An interesting and occasionally quite entertaining little comedy/drama from director Sidney Lumet ("12 Angry Men"), "Find Me Guilty" was hardly given much of a release when it hit theaters early this year. The picture is based upon the longest running (over 600 days) trial in US history, which centered around the Lucchese crime family, on trial for racketeering.
Already serving time for posession, Giacomo DiNorscio (Vin Diesel) is offered a chance by DA Sean Kierney (Linus Roache) at a reduced sentence if he testifies against the 20 other family members (each with their own lawyer) about to go on trial. Jackie makes the choice of staying loyal to his family and representing himself on trial (the trial scenes taken from actual transcripts.)
Despite not having much education, DiNorscio manages to charm most of the audience, with the exceptions being the judge (Ron Silver), a skeptical lawyer (Peter Dinklage) and some of the members of the family on trial. However, DiNorscio goes on delivering wisecracks and occasionally turning more serious while managing to still get his points across.
The movie does serve as a showcase (if not too showy a showcase) for actor Vin Diesel, who manages to turn in his best effort yet as a worn, mildly overweight (Diesel gained weight for the role) mobster who remains fiercely loyal.

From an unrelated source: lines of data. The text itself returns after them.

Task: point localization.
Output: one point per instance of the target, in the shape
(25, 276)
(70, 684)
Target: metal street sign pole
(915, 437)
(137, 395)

Diesel's really never done comedy before, but he's pretty amusing here at times and slides into the more dramatic moments smoothly. Annabella Sciorra, Ron Silver, Peter Dinklage and others give fine supporting efforts, as well.
"Find Me Guilty" is entirely a courtroom drama, with only a few scenes here-and-there outside of the court. However, Lumet's movie - which runs at 124 minutes and is shot in about as straightforward a manner possible - never had me checking my watch. The movie is suprisingly low-key for a drama following a major courtroom trial, but it's still a consistently watchable film that deserved a wider audience.
VIDEO: "Find Me Guilty" is presented in 1.78:1 anamorphic widescreen by Fox. The film was shot quickly on high-definition video, but looks quite good on this presentation from Fox. Sharpness and detail are standard, as the picture appeared consistently crisp - never too well-defined, but never soft, either.
The picture showed some minor edge enhancement at times, but otherwise appeared crisp and clean, with no pixelation or other issues. Colors were subdued throughout (expected given the locations), but appeared accurately presented.
SOUND: The film is presented in Dolby Digital 5.1. Given the completely dialogue-driven nature of the movie, it's not surprising that there's little in the way of surround use. Audio quality was fine, with clear dialogue and music.
EXTRAS: An interview with director Sidney Lumet, as well as trailers and TV spots.
Final Thoughts: Diesel gives his best performance yet in a courtroom drama with touches of humor. The DVD presentation offers very good audio/video quality, but only a couple of minor extras. Still, this one's worth checking out as a rental for fans of Diesel or courtroom pictures.